Lawrence Winters served as a U.S. Marine in the Vietnam War in 1969-70. The author of The Making and Unmaking of a Marine, he is a mental health counselor, and has returned to Vietnam to study PTSD in the Vietnamese people. He also has worked as Director of Veterans Treatment at Four Winds Hospital in New York.
Brotherkeeper (294 pp., $21.95, paper; $4.99, Kindle), Winters says, is a novel that explores “the relationship of veterans to their families and communities.” In 2013, Winters read the works of Jonathan Shay on Vietnam veterans and PTSD, and “realized moral injury had been the reason my soul would not return home.” War’s affect on morality is a major theme in his book.
The main character is Jake Flynn, a Marine. He has not left his time in Vietnam behind and suffers from nightmares and flashbacks. He has a wife, Naomi, with whom he is not honest. Naomi wants Jake to be over the Vietnam War, which Jake cannot do. Naomi is very controlling on this issue. She allows Jake only “acceptable TV viewing, no VFW, no war discussion in his high school classes and no meetings with old Marine Corps buddies.”
Jake teaches high school, which seems a risky choice for a Marine veteran with PTSD. Disclosure: My father was a high school math teacher and a Marine Corps veteran—of Iwo Jima. He taught high school as a penance for having survived Iwo. I think perhaps Jake had similar motivations.
This is another book in which the characters keep secrets. “He’d been seeing Sam, the therapist, for three years, and hadn’t told him he was a Vietnam vet with a chest full of medals. All they ever talked about was his father.” I was so annoyed when I read that passage that I almost quit reading the book. But I persisted.
Another aspect of the novel that posed a serious problem for me was the frequent use of italics for no reason that I found justifiable. In Chapter 57, for example, there are twenty-three straight pages of italics. This is italics madness. A good editor would not have permitted this.
One of Jake’s students wants to become a man by joining the Marines. He talks to Jake about that. Jake thinks that joining the Marines would be the worst decision he could make.
Another character dynamic is Howie Watkins, the Marine Corps recruiter in the small town. He’s so troubled by his job sending recruits into harm’s way that he attempts suicide. Howie says that his job makes him feel like a contract killer. Alma, Howie’s wife, is deeply concerned about Howie—for good reason.
A missing father, Shiloh, leaves behind a manuscript about his time in Marine Force Recon. That’s the 23-page section of the novel rendered in italics. Shiloh becomes an important part of the novel. Much is made of Indian sweat lodge ceremonies and their purification rituals. The sweat lodge ceremonies are accurately and respectfully portrayed.
Brotherkeeper is a complex novel dealing with war and moral issues. Aside from too much italics, there are also too many characters who smirk. And everyone in this novel seems to be related to a Marine, or was a Marine. I thought it was “the few, the proud.”
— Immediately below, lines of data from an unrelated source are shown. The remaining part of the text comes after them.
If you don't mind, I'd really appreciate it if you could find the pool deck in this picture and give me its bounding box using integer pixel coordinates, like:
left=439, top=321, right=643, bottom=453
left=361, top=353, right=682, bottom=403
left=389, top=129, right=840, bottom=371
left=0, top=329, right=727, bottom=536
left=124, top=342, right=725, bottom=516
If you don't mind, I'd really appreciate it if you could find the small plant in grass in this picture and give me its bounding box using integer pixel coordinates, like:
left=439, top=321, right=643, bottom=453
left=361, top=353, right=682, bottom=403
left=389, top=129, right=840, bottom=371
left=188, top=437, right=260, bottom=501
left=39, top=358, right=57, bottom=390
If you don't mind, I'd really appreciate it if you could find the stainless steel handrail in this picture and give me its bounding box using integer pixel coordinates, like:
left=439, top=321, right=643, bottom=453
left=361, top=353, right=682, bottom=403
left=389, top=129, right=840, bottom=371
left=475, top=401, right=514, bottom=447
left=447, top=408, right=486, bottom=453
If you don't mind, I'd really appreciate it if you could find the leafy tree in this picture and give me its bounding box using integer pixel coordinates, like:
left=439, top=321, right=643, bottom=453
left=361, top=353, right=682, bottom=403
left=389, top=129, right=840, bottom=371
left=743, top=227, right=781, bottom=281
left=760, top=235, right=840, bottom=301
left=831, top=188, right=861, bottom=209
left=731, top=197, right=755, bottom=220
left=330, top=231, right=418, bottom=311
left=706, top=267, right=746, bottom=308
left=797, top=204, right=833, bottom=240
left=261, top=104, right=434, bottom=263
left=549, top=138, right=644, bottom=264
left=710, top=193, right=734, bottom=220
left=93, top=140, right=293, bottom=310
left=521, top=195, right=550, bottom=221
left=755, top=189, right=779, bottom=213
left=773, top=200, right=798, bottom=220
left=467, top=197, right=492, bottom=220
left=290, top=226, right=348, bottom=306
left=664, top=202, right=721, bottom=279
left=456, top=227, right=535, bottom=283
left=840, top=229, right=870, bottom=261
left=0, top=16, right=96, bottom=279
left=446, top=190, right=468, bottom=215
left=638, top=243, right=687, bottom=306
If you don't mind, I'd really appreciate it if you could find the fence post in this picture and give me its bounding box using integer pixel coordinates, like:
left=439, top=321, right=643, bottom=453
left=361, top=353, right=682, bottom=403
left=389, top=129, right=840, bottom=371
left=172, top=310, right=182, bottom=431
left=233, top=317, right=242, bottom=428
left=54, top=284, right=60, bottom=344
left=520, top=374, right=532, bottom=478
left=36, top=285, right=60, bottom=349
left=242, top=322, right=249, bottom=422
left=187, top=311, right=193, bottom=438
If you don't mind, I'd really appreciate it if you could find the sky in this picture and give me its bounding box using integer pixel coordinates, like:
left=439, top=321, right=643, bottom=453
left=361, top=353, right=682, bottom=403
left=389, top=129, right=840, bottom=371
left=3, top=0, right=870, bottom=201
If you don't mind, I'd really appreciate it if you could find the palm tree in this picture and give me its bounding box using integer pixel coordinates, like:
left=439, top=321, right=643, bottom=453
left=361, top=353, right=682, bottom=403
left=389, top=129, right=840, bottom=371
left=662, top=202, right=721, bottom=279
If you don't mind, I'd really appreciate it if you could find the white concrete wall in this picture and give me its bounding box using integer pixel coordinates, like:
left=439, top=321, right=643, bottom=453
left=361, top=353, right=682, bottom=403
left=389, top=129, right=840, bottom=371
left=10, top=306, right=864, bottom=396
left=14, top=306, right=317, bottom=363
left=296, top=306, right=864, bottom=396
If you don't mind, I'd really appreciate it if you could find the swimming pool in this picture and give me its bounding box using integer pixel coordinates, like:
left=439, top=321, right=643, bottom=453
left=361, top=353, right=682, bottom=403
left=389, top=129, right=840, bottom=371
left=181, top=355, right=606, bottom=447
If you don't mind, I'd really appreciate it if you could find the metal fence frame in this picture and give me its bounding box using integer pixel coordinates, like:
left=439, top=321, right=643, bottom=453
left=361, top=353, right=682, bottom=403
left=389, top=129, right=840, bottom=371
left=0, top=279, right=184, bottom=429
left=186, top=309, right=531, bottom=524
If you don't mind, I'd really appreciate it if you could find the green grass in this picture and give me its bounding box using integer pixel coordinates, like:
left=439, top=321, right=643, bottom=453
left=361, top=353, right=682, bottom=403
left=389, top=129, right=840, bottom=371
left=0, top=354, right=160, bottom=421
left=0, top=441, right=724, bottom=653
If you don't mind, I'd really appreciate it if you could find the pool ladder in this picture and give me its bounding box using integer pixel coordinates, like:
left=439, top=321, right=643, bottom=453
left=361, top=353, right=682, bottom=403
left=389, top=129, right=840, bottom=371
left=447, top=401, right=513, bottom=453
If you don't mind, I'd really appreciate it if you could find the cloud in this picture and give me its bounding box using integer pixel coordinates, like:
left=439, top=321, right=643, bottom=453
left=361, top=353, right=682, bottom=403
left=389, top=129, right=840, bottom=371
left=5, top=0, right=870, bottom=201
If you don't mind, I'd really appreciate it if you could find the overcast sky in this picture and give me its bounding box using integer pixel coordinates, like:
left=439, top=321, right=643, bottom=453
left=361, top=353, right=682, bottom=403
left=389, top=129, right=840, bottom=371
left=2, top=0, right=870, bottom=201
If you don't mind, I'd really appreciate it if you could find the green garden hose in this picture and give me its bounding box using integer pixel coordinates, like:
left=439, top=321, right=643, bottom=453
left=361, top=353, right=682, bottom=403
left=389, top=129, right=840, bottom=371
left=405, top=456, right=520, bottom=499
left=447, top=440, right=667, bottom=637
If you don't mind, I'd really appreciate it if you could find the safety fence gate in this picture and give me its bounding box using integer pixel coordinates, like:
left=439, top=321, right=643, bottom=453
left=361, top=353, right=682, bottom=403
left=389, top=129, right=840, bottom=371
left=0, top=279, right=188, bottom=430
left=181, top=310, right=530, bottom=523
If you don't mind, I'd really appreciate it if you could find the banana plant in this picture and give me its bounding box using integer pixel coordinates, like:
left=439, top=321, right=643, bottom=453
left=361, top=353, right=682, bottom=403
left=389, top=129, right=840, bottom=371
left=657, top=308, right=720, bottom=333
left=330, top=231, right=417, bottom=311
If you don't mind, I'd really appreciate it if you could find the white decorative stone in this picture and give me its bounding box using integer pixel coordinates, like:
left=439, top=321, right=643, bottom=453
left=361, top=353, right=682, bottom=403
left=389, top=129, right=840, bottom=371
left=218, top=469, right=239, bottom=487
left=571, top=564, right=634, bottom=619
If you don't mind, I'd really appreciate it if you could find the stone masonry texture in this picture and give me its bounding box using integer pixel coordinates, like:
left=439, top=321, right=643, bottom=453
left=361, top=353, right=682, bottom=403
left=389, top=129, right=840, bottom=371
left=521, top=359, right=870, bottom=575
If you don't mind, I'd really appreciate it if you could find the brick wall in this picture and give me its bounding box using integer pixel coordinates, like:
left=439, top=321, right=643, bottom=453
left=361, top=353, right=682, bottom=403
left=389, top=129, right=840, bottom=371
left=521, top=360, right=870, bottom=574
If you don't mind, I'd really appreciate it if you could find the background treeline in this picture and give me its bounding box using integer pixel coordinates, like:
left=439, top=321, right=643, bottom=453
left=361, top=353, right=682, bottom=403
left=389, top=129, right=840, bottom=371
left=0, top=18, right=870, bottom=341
We get many of the usual clichés of Vietnam War novels: Marines don’t leave Marines behind, Agent Orange, Marines called baby killers, criticism of the Vietnam Veterans Memorial for being “an Asian design,” and others. But they are appropriate to the characters.
Those looking for a serious novel about dealing with the moral injuries of the Vietnam War—and perhaps fans of the works of PTSD expert Edward Tick—will benefit from this book.